Some California Casinos Bet On Reopening, But Don’t Gamble Your Life With COVID-19
Sacramento Bee, Editorial Board, May 19
If you wouldn’t bet your life on a card game, don’t even think about visiting a casino during the coronavirus pandemic.
Casinos around California are preparing to reopen their doors for business even though Gov. Gavin Newsom has pleaded with them to wait. But the casinos, located on tribal land and operated by California Indian tribes, enjoy sovereignty. So, they can simply ignore the governor and reopen before it’s safe.
Ilani Tribal Casino In SW Washington To Reopen May 28
OPB, Troy Brynelson, May 19
Ilani, the Cowlitz Tribe’s casino along Interstate 5 near La Center, Washington, is joining several other tribal casinos in reopening before the state’s stay-at-home orders are lifted.
Rep.
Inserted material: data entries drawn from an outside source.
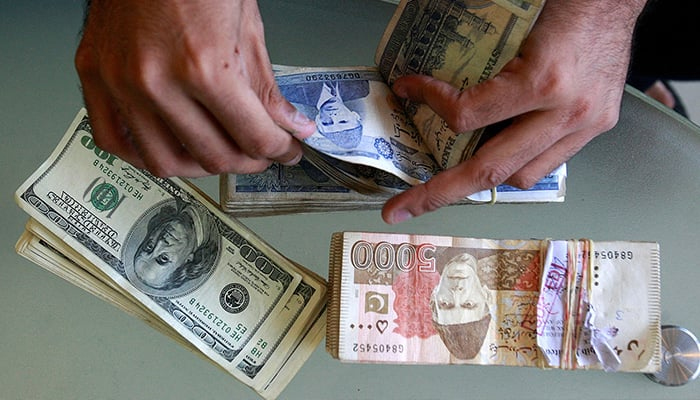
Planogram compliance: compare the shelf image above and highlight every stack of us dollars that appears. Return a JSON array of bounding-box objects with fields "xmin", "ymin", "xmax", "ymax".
[
  {"xmin": 16, "ymin": 110, "xmax": 326, "ymax": 398},
  {"xmin": 220, "ymin": 0, "xmax": 566, "ymax": 216},
  {"xmin": 326, "ymin": 232, "xmax": 661, "ymax": 373}
]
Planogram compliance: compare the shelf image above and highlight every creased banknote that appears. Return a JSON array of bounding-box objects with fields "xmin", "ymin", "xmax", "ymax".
[
  {"xmin": 221, "ymin": 0, "xmax": 565, "ymax": 210},
  {"xmin": 326, "ymin": 232, "xmax": 660, "ymax": 372},
  {"xmin": 16, "ymin": 110, "xmax": 325, "ymax": 396},
  {"xmin": 375, "ymin": 0, "xmax": 544, "ymax": 168}
]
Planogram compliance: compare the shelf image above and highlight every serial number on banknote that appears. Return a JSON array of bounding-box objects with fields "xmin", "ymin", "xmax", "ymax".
[
  {"xmin": 352, "ymin": 343, "xmax": 404, "ymax": 354},
  {"xmin": 305, "ymin": 72, "xmax": 362, "ymax": 82},
  {"xmin": 593, "ymin": 250, "xmax": 634, "ymax": 260}
]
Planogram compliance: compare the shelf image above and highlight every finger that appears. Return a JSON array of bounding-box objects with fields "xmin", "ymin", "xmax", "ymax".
[
  {"xmin": 144, "ymin": 82, "xmax": 274, "ymax": 174},
  {"xmin": 382, "ymin": 112, "xmax": 562, "ymax": 224},
  {"xmin": 80, "ymin": 69, "xmax": 145, "ymax": 168},
  {"xmin": 392, "ymin": 72, "xmax": 543, "ymax": 132},
  {"xmin": 265, "ymin": 85, "xmax": 316, "ymax": 140},
  {"xmin": 505, "ymin": 130, "xmax": 595, "ymax": 189},
  {"xmin": 195, "ymin": 77, "xmax": 306, "ymax": 164}
]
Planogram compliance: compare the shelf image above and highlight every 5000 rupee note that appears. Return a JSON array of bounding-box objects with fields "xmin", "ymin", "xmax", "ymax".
[
  {"xmin": 16, "ymin": 110, "xmax": 325, "ymax": 398},
  {"xmin": 326, "ymin": 232, "xmax": 660, "ymax": 372}
]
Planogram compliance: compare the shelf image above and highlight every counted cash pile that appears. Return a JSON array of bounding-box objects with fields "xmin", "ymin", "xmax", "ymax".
[
  {"xmin": 220, "ymin": 0, "xmax": 566, "ymax": 216},
  {"xmin": 16, "ymin": 110, "xmax": 326, "ymax": 398},
  {"xmin": 326, "ymin": 232, "xmax": 661, "ymax": 373}
]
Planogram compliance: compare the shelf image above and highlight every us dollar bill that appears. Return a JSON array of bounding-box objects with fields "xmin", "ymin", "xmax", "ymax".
[
  {"xmin": 219, "ymin": 158, "xmax": 567, "ymax": 217},
  {"xmin": 375, "ymin": 0, "xmax": 544, "ymax": 168},
  {"xmin": 326, "ymin": 232, "xmax": 661, "ymax": 372},
  {"xmin": 15, "ymin": 110, "xmax": 325, "ymax": 396}
]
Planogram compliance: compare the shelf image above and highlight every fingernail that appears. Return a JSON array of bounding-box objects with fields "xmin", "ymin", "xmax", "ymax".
[
  {"xmin": 280, "ymin": 152, "xmax": 304, "ymax": 166},
  {"xmin": 290, "ymin": 111, "xmax": 316, "ymax": 139},
  {"xmin": 389, "ymin": 210, "xmax": 413, "ymax": 224}
]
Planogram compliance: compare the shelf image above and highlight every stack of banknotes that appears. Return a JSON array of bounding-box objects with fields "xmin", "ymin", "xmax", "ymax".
[
  {"xmin": 16, "ymin": 110, "xmax": 326, "ymax": 398},
  {"xmin": 220, "ymin": 0, "xmax": 566, "ymax": 216},
  {"xmin": 326, "ymin": 232, "xmax": 661, "ymax": 373}
]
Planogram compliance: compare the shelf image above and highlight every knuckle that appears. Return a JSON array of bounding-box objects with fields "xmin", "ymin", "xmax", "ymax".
[
  {"xmin": 414, "ymin": 181, "xmax": 452, "ymax": 215},
  {"xmin": 598, "ymin": 108, "xmax": 620, "ymax": 132},
  {"xmin": 202, "ymin": 156, "xmax": 239, "ymax": 174},
  {"xmin": 508, "ymin": 172, "xmax": 539, "ymax": 190},
  {"xmin": 477, "ymin": 162, "xmax": 512, "ymax": 189},
  {"xmin": 128, "ymin": 57, "xmax": 165, "ymax": 100}
]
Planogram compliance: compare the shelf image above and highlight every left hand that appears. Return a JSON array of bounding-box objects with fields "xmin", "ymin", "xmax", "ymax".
[{"xmin": 382, "ymin": 0, "xmax": 645, "ymax": 224}]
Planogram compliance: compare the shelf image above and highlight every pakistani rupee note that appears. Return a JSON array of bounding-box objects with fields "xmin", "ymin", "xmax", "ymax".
[
  {"xmin": 16, "ymin": 110, "xmax": 325, "ymax": 396},
  {"xmin": 375, "ymin": 0, "xmax": 544, "ymax": 168},
  {"xmin": 219, "ymin": 159, "xmax": 566, "ymax": 217},
  {"xmin": 326, "ymin": 232, "xmax": 660, "ymax": 372}
]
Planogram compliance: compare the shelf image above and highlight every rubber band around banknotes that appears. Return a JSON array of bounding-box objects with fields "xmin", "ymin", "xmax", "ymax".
[{"xmin": 470, "ymin": 187, "xmax": 498, "ymax": 205}]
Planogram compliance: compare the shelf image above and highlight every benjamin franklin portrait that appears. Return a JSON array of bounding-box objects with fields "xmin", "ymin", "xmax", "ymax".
[{"xmin": 124, "ymin": 199, "xmax": 220, "ymax": 297}]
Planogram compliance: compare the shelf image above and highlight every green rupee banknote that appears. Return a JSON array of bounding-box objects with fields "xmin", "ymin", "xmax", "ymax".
[{"xmin": 16, "ymin": 110, "xmax": 325, "ymax": 397}]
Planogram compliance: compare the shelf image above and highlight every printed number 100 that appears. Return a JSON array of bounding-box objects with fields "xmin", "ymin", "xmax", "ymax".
[{"xmin": 350, "ymin": 240, "xmax": 435, "ymax": 272}]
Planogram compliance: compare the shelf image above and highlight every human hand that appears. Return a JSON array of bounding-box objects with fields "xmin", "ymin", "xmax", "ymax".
[
  {"xmin": 382, "ymin": 0, "xmax": 645, "ymax": 224},
  {"xmin": 75, "ymin": 0, "xmax": 315, "ymax": 177}
]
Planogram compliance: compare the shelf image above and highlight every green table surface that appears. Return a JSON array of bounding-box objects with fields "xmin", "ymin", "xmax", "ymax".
[{"xmin": 0, "ymin": 0, "xmax": 700, "ymax": 400}]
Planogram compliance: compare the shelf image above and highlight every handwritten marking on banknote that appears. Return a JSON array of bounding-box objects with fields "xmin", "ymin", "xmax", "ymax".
[{"xmin": 327, "ymin": 232, "xmax": 659, "ymax": 371}]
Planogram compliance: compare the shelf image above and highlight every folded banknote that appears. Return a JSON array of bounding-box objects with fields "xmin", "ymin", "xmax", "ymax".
[
  {"xmin": 326, "ymin": 232, "xmax": 661, "ymax": 372},
  {"xmin": 220, "ymin": 0, "xmax": 566, "ymax": 215},
  {"xmin": 15, "ymin": 109, "xmax": 326, "ymax": 398}
]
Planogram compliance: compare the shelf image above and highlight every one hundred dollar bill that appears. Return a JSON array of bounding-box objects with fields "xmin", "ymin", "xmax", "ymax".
[
  {"xmin": 375, "ymin": 0, "xmax": 545, "ymax": 168},
  {"xmin": 326, "ymin": 232, "xmax": 661, "ymax": 372},
  {"xmin": 16, "ymin": 110, "xmax": 325, "ymax": 396}
]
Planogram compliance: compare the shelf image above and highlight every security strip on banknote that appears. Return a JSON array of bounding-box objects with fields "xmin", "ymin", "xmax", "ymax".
[
  {"xmin": 326, "ymin": 232, "xmax": 661, "ymax": 373},
  {"xmin": 220, "ymin": 0, "xmax": 566, "ymax": 216},
  {"xmin": 15, "ymin": 109, "xmax": 326, "ymax": 398}
]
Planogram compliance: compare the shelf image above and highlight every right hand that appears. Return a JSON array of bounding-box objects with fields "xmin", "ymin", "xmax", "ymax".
[{"xmin": 75, "ymin": 0, "xmax": 315, "ymax": 177}]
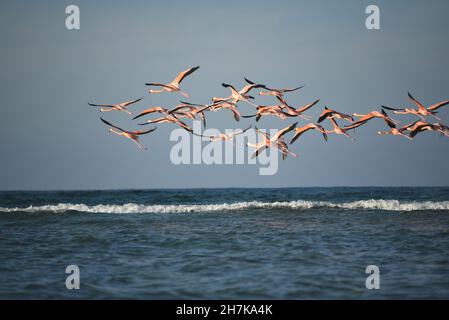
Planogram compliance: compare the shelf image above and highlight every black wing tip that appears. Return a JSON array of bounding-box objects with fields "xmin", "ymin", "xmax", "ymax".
[{"xmin": 243, "ymin": 77, "xmax": 256, "ymax": 84}]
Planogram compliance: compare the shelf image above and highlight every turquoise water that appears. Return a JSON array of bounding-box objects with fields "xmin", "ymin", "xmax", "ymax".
[{"xmin": 0, "ymin": 188, "xmax": 449, "ymax": 299}]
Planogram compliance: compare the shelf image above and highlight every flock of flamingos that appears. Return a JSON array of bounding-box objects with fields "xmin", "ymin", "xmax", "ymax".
[{"xmin": 89, "ymin": 66, "xmax": 449, "ymax": 159}]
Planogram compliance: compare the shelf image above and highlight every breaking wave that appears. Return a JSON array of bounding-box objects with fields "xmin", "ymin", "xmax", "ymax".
[{"xmin": 0, "ymin": 199, "xmax": 449, "ymax": 213}]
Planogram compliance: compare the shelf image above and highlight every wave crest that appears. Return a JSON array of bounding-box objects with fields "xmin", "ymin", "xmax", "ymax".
[{"xmin": 0, "ymin": 199, "xmax": 449, "ymax": 213}]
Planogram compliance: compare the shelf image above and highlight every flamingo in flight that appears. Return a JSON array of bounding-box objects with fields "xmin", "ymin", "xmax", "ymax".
[
  {"xmin": 377, "ymin": 112, "xmax": 416, "ymax": 140},
  {"xmin": 133, "ymin": 106, "xmax": 169, "ymax": 120},
  {"xmin": 177, "ymin": 101, "xmax": 224, "ymax": 127},
  {"xmin": 139, "ymin": 114, "xmax": 193, "ymax": 132},
  {"xmin": 246, "ymin": 122, "xmax": 298, "ymax": 159},
  {"xmin": 242, "ymin": 105, "xmax": 295, "ymax": 121},
  {"xmin": 345, "ymin": 109, "xmax": 399, "ymax": 129},
  {"xmin": 145, "ymin": 66, "xmax": 200, "ymax": 98},
  {"xmin": 382, "ymin": 92, "xmax": 449, "ymax": 121},
  {"xmin": 87, "ymin": 98, "xmax": 143, "ymax": 114},
  {"xmin": 193, "ymin": 126, "xmax": 251, "ymax": 143},
  {"xmin": 410, "ymin": 123, "xmax": 449, "ymax": 138},
  {"xmin": 290, "ymin": 123, "xmax": 327, "ymax": 144},
  {"xmin": 326, "ymin": 117, "xmax": 354, "ymax": 140},
  {"xmin": 212, "ymin": 83, "xmax": 263, "ymax": 107},
  {"xmin": 100, "ymin": 117, "xmax": 157, "ymax": 150},
  {"xmin": 276, "ymin": 96, "xmax": 320, "ymax": 120},
  {"xmin": 245, "ymin": 78, "xmax": 304, "ymax": 98},
  {"xmin": 318, "ymin": 107, "xmax": 354, "ymax": 123}
]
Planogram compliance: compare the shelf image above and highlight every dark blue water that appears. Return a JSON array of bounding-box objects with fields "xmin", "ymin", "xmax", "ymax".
[{"xmin": 0, "ymin": 188, "xmax": 449, "ymax": 299}]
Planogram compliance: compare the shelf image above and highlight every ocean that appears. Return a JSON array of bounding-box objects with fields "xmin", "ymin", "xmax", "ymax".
[{"xmin": 0, "ymin": 188, "xmax": 449, "ymax": 299}]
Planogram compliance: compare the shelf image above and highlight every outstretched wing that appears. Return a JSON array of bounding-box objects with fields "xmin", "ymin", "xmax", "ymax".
[
  {"xmin": 87, "ymin": 102, "xmax": 114, "ymax": 108},
  {"xmin": 133, "ymin": 127, "xmax": 157, "ymax": 136},
  {"xmin": 428, "ymin": 100, "xmax": 449, "ymax": 111},
  {"xmin": 408, "ymin": 92, "xmax": 427, "ymax": 111},
  {"xmin": 120, "ymin": 97, "xmax": 143, "ymax": 107},
  {"xmin": 318, "ymin": 107, "xmax": 333, "ymax": 123},
  {"xmin": 272, "ymin": 122, "xmax": 298, "ymax": 141},
  {"xmin": 172, "ymin": 66, "xmax": 200, "ymax": 84},
  {"xmin": 133, "ymin": 107, "xmax": 169, "ymax": 120},
  {"xmin": 279, "ymin": 86, "xmax": 304, "ymax": 92},
  {"xmin": 298, "ymin": 99, "xmax": 320, "ymax": 113},
  {"xmin": 100, "ymin": 117, "xmax": 127, "ymax": 132},
  {"xmin": 382, "ymin": 106, "xmax": 405, "ymax": 111}
]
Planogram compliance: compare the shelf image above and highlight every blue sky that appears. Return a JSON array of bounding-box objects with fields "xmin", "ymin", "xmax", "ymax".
[{"xmin": 0, "ymin": 0, "xmax": 449, "ymax": 190}]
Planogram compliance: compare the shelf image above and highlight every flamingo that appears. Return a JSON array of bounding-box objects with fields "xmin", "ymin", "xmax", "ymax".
[
  {"xmin": 318, "ymin": 107, "xmax": 354, "ymax": 123},
  {"xmin": 276, "ymin": 96, "xmax": 320, "ymax": 120},
  {"xmin": 410, "ymin": 123, "xmax": 449, "ymax": 138},
  {"xmin": 145, "ymin": 66, "xmax": 200, "ymax": 98},
  {"xmin": 139, "ymin": 114, "xmax": 193, "ymax": 132},
  {"xmin": 87, "ymin": 97, "xmax": 143, "ymax": 114},
  {"xmin": 100, "ymin": 117, "xmax": 157, "ymax": 150},
  {"xmin": 133, "ymin": 106, "xmax": 169, "ymax": 120},
  {"xmin": 181, "ymin": 101, "xmax": 236, "ymax": 126},
  {"xmin": 382, "ymin": 92, "xmax": 449, "ymax": 121},
  {"xmin": 246, "ymin": 122, "xmax": 298, "ymax": 159},
  {"xmin": 245, "ymin": 78, "xmax": 304, "ymax": 98},
  {"xmin": 242, "ymin": 105, "xmax": 295, "ymax": 121},
  {"xmin": 212, "ymin": 83, "xmax": 262, "ymax": 107},
  {"xmin": 193, "ymin": 126, "xmax": 251, "ymax": 143},
  {"xmin": 345, "ymin": 109, "xmax": 399, "ymax": 129},
  {"xmin": 326, "ymin": 117, "xmax": 354, "ymax": 140},
  {"xmin": 290, "ymin": 123, "xmax": 327, "ymax": 144}
]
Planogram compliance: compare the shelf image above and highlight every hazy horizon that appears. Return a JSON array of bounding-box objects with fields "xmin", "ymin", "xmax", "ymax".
[{"xmin": 0, "ymin": 0, "xmax": 449, "ymax": 191}]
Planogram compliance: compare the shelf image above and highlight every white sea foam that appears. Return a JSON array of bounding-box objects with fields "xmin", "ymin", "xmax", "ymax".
[{"xmin": 0, "ymin": 199, "xmax": 449, "ymax": 213}]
Markwayne Mullin: The silent Crisis In Our Communities
Indianz.com, Markwayne Mullin, May 19
We are experiencing an epidemic of violence in our tribal communities: 80 percent of Native men and women experience violence, 34 percent of Native women experience sexual violence in their lifetimes, and murder is the third-leading cause of death for American Indian and Alaska Native women.
Stronghearts Native Helpline Adds Online Chat Sessions With Advocates
Native News Online, May 19
With domestic and dating violence on the rise during the COVID-10 pandemic, a helpline for Native American victims has accelerated the launch of a new online chat feature.
Sobriety Sweeps Online Powwow Page
Indian Country Today, Aliyah Chavez, May 19
A new online trend is uplifting Indian Country by encouraging people to share their photos and stories of sobriety.
Y-K Delta Tribes Protest Donlin Gold In Letter To Mining Company Novagold
Alaska Public Media, Krysti Shallenberger, May 18
Ten tribes have sent a letter protesting the proposed Donlin Gold mine to the two companies trying to build it in the Yukon-Kuskokwim Delta. The letter comes as one of the companies, Novagold, prepared to deliver its annual report to its shareholders.